After threatening to burn the half of the world currently facing the sun (and giving Chicago a sweet cameo), Octavius pulls a 180 and tells everyone via satellite feed that he is merely showing them the Earth they are leaving to their great-grandchildren and actually intends to preserve the planet as his final act. It would seem noble enough, if the other five villains rounding out the latest incarnation of the Sinister Six (Sandman, Mysterio, Electro, Rhino, and the Chameleon) weren’t smirking behind him.
Though many of New York’s citizens (and even a few Avengers) are buying the idea that perhaps Doc Ock might have good intentions for a change, Peter Parker–who has spent the last several months preparing new gadgets for just such an occasion in his lab at Horizon–isn’t convinced.
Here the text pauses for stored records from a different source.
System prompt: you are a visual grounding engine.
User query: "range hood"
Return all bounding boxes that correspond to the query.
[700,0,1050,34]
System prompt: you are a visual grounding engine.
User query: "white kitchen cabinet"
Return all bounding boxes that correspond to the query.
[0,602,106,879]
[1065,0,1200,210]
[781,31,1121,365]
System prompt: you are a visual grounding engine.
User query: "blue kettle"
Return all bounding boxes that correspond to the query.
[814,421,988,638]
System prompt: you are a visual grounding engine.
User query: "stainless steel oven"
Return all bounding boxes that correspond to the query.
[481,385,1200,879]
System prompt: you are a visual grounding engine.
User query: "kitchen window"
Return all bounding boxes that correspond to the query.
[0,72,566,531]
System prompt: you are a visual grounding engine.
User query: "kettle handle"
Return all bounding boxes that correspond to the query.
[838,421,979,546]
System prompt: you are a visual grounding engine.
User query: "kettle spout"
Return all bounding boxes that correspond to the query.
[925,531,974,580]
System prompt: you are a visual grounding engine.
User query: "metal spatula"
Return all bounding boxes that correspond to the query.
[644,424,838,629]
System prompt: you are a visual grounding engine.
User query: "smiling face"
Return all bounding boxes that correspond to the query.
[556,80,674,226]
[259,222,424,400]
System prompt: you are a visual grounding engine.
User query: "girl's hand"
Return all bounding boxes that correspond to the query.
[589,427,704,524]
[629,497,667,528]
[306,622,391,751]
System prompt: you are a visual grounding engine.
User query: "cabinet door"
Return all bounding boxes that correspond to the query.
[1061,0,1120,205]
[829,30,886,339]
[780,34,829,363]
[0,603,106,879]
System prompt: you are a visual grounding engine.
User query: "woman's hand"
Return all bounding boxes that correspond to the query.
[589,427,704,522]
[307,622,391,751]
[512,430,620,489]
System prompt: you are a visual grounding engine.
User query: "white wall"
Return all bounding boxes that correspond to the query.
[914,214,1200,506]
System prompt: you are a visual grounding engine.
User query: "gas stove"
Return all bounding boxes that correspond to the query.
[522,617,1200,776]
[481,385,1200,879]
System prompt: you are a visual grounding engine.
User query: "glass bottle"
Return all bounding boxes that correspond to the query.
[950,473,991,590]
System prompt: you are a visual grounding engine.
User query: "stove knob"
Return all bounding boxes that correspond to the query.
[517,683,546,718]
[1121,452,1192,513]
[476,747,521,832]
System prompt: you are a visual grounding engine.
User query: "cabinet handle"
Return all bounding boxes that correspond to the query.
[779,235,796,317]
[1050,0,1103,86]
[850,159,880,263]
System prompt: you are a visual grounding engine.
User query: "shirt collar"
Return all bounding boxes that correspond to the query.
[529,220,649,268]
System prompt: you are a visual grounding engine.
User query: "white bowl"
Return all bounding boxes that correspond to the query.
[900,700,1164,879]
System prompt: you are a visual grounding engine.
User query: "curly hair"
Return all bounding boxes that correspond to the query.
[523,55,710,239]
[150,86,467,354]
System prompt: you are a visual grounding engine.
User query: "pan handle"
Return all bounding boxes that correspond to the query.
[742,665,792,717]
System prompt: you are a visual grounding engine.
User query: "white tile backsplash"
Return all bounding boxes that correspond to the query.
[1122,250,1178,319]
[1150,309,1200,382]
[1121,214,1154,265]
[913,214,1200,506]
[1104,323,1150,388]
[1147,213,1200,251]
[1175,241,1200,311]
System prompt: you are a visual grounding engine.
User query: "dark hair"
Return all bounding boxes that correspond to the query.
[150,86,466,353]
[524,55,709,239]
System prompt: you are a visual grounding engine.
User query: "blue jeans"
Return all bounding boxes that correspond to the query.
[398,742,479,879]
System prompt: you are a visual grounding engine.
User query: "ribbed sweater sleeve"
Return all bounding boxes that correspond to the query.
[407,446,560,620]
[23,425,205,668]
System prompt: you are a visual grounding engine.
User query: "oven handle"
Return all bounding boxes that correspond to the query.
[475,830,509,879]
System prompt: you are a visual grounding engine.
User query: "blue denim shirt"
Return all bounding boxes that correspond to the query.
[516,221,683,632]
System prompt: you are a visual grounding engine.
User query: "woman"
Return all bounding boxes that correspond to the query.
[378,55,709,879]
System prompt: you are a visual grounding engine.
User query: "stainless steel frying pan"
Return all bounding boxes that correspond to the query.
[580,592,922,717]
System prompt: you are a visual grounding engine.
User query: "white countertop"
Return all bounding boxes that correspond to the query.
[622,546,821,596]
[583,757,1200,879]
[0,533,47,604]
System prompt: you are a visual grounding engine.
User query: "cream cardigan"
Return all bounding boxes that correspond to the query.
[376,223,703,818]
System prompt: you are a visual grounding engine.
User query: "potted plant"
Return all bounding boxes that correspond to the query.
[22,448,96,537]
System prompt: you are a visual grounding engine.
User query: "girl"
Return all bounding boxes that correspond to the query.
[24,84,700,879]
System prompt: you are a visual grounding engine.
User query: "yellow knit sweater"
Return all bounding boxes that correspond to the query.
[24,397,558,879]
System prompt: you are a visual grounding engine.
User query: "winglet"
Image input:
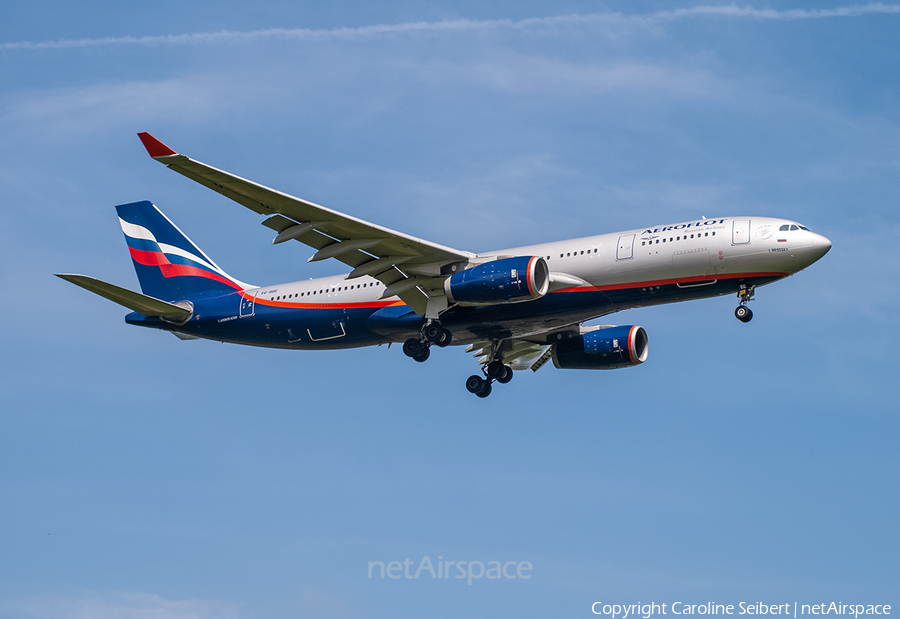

Meanwhile, New York’s Mayor, J. Jonah Jameson, has vowed to shut down Horizon Labs at any and all cost following the peril his astronaut son was in onboard the company’s space station in Amazing Spider-Man #680 and 681, setting up a subplot that could potentially complicate Peter Parker’s life again and expanding Jameson’s personal crusade against Spider-Man to include Horizon founder Max Modell.
Overall, this is a great first issue to Dan Slott’s much-hyped “Ends of the Earth” saga. Not only do we see yet another cool new suit that Peter has designed to help him as Spider-Man, but Slott establishes a sense that the technology Pete developed has been put to practical, “real-world” use in the Marvel Universe. This, of course, keeps in tradition with the idea that the book is just as much about Peter Parker as it is about his alter ego.
Furthermore, Stefano Caselli’s art feels as briskly paced as the story without sacrificing detail. The opening pages, with Spider-Man stealing a few tricks out of an old enemy’s bag, are especially fun.
If the rest of this arc is this good, “Spider-Island” will have tough competition for “Best Spider-Man Event of the Last Decade.”